From the Guidelines
For a 42-year-old perimenopausal woman with irregular periods for 2 years, no period for 3 months, and a 6 mm endometrial thickness on ultrasound, endometrial sampling is recommended. This can be done via an endometrial biopsy in the office or a dilation and curettage (D&C) procedure. The 6 mm endometrial thickness is above the threshold for concern in post-menopausal women, which is typically ≤4 mm 1, but for perimenopausal women, the threshold is not as clearly defined. However, given her 3-month amenorrhea, tissue sampling would help rule out endometrial hyperplasia or malignancy.
Key Considerations
- The American College of Obstetricians and Gynecologists (ACOG) recommends ruling out endometrial and structural pathologies before starting treatment for abnormal uterine bleeding associated with ovulatory dysfunction 1.
- Endometrial biopsy using the Pipelle or Vabra devices is a sensitive technique for detecting endometrial carcinoma, with accuracy rates of 99.6% and 97.1%, respectively 1.
- While waiting for the procedure, she should report any abnormal bleeding immediately.
Management Options
- After sampling, hormonal management options for irregular bleeding include:
- Cyclic progesterone (such as medroxyprogesterone acetate 10 mg daily for 10-14 days each month)
- Combined hormonal contraceptives if not contraindicated
- A levonorgestrel IUD
- These treatments can regulate bleeding patterns and provide endometrial protection.
- Lifestyle modifications, including maintaining a healthy weight and regular exercise, may also help manage perimenopausal symptoms.
From the Research
Patient Presentation
- The patient is a 42-year-old female in the perimenopausal stage with irregular periods for 2 years, and her last period was 3 months ago.
- A pelvic ultrasound showed an endometrial thickness of 6 mm.
Diagnostic Considerations
- According to 2, endometrial biopsy is a safe and efficient method to evaluate the endometrium for abnormal uterine bleeding, which is relevant to this patient's presentation.
- The study 3 mentions that the most common presentation for endometrial cancer is postmenopausal bleeding, but it also notes that evaluation of a patient with suspected disease should include either transvaginal ultrasonography or endometrial biopsy as the initial study.
- 4 suggests that endometrial biopsy is a cost-effective option for evaluating abnormal uterine bleeding in both premenopausal and postmenopausal patients, with high sensitivity for detecting endometrial cancer and atypical hyperplasia.
- 5 provides guidance on endometrial biopsy, including its indications, advantages, and disadvantages, as well as step-by-step instructions for performing the procedure.

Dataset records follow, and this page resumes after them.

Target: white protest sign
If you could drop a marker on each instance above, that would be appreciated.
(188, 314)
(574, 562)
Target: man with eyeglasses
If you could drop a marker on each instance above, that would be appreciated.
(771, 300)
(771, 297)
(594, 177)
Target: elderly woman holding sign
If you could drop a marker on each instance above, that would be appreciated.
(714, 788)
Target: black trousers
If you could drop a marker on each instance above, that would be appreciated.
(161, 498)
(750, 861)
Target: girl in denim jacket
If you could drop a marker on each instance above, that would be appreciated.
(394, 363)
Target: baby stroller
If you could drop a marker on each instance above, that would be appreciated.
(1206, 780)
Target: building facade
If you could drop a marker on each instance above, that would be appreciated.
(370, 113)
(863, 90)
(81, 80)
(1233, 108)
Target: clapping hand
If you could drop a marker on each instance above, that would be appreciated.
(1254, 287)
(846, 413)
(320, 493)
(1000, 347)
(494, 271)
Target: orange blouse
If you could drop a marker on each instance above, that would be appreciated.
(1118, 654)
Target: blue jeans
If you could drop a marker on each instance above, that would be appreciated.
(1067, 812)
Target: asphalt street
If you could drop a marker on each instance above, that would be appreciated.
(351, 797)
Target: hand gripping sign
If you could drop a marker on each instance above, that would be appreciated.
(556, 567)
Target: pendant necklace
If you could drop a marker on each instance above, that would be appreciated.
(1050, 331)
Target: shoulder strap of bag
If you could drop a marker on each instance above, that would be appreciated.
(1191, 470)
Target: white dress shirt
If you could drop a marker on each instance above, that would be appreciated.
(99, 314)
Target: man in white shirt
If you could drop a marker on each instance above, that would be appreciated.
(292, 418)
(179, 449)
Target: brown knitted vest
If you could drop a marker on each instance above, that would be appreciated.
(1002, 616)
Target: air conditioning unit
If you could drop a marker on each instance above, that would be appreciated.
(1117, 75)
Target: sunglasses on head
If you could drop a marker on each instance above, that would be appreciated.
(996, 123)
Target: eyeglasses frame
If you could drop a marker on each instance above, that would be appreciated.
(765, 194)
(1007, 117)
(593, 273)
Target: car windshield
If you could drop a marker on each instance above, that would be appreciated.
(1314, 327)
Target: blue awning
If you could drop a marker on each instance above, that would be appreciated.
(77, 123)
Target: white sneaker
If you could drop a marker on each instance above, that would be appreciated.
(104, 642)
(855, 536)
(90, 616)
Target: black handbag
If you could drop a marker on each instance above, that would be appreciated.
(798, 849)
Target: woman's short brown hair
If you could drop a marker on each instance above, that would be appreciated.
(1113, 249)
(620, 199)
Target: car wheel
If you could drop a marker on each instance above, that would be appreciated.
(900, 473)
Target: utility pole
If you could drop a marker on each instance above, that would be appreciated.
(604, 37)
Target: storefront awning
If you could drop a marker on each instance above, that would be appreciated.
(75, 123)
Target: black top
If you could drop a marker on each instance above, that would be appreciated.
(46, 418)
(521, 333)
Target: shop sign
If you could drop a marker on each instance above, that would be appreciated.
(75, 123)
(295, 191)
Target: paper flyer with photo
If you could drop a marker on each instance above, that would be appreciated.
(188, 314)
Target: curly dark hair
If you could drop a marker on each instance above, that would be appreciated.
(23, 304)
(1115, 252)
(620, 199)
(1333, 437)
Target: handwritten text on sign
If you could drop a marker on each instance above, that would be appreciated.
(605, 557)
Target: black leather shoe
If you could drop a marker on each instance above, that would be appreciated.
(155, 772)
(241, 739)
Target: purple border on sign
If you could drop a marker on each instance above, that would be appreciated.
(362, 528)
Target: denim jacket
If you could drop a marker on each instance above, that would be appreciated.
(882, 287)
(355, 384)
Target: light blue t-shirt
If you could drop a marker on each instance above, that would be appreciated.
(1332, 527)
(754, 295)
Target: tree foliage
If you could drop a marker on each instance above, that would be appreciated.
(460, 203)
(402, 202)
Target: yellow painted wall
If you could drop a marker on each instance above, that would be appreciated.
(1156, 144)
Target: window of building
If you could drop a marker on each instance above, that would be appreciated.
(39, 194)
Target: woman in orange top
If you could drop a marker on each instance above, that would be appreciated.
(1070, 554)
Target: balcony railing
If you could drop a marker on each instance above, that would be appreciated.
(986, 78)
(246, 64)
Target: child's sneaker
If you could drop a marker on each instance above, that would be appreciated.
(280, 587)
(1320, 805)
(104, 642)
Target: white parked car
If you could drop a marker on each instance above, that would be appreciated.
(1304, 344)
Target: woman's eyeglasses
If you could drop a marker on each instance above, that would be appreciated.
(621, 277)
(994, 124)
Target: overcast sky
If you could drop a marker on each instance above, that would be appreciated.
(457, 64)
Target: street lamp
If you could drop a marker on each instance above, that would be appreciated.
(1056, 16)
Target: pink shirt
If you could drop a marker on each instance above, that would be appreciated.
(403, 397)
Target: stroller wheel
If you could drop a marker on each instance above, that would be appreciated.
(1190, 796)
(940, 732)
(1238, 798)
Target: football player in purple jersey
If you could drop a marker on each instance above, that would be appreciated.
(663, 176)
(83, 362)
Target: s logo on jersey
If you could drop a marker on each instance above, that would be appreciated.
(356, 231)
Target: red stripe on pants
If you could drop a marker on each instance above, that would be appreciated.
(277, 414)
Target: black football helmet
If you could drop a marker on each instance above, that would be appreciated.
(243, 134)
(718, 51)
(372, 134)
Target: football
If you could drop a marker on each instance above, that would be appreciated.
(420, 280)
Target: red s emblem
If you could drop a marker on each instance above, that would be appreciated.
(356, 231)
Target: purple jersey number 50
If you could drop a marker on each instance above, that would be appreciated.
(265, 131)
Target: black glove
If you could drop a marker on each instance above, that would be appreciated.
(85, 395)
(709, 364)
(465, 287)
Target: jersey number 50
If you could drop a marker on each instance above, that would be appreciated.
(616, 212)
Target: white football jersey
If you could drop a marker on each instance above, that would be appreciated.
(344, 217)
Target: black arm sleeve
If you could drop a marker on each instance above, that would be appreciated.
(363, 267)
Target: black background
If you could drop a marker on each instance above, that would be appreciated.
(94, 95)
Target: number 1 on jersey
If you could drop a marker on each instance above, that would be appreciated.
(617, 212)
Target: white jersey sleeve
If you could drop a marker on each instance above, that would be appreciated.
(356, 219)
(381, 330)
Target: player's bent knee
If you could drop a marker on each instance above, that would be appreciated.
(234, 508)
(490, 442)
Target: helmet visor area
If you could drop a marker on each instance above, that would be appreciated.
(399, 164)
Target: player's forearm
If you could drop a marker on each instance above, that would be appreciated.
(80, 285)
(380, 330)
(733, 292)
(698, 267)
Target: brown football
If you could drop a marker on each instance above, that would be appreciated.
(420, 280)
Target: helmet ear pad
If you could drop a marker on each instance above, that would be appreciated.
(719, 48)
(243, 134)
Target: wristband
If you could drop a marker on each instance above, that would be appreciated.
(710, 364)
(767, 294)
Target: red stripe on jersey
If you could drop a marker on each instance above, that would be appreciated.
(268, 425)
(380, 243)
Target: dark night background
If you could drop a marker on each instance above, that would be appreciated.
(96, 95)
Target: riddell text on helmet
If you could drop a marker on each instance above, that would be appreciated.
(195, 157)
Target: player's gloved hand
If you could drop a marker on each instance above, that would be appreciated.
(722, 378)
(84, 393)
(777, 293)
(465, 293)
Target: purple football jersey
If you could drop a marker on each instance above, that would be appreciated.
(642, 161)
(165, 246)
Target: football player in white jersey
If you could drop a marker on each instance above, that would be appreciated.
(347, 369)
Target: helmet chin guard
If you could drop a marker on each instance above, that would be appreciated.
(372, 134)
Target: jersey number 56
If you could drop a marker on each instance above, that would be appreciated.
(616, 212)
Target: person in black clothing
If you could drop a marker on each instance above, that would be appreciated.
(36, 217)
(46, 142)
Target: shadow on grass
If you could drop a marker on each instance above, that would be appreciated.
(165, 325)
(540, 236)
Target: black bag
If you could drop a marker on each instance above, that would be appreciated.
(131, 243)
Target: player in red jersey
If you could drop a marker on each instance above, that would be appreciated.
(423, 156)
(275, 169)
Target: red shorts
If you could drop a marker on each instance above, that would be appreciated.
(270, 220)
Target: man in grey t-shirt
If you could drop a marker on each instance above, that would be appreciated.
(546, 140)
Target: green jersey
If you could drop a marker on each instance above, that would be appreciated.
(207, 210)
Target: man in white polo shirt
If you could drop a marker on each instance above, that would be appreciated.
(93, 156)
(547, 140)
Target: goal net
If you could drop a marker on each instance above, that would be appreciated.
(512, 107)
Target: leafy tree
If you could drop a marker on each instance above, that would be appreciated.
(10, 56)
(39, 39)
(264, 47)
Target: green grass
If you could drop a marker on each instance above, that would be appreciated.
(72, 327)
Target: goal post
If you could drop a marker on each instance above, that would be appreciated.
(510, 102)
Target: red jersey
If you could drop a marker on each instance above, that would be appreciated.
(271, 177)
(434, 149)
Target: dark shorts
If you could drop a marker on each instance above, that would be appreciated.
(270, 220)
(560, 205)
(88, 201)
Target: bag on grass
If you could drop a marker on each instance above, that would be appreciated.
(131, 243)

- The guideline 6 recommends endometrial biopsy for the diagnosis of endometrial hyperplasia, endometrial cancer, and other uterine pathologies, and suggests that hysteroscopy with biopsy is useful in patients with abnormal bleeding, even without sonographic evidence of pathology.
Endometrial Biopsy
- The procedure involves inserting an endometrial biopsy catheter through the cervix into the uterine cavity, creating suction, and sampling tissue by rolling the catheter while moving it in and out of the uterine cavity, as described in 2.
- Topical cervical analgesia and oral nonsteroidal anti-inflammatory drugs can be used to reduce discomfort during the procedure, as mentioned in 2 and 4.
- The patient should be informed about the procedure, its potential risks and benefits, and how to receive results, as suggested in 4.
Risk Factors and Recommendations
- The patient's perimenopausal status and irregular periods, combined with the ultrasound findings, may indicate an increased risk for endometrial pathology, as discussed in 3 and 6.
- Given the patient's age and presentation, an endometrial biopsy may be considered to rule out endometrial cancer or hyperplasia, as recommended in 3 and 6.
- The guideline 6 suggests that endometrial biopsy should be offered to young women with abnormal uterine bleeding and risk factors for endometrial carcinoma, and that hysteroscopy with biopsy is useful in patients with abnormal bleeding, even without sonographic evidence of pathology.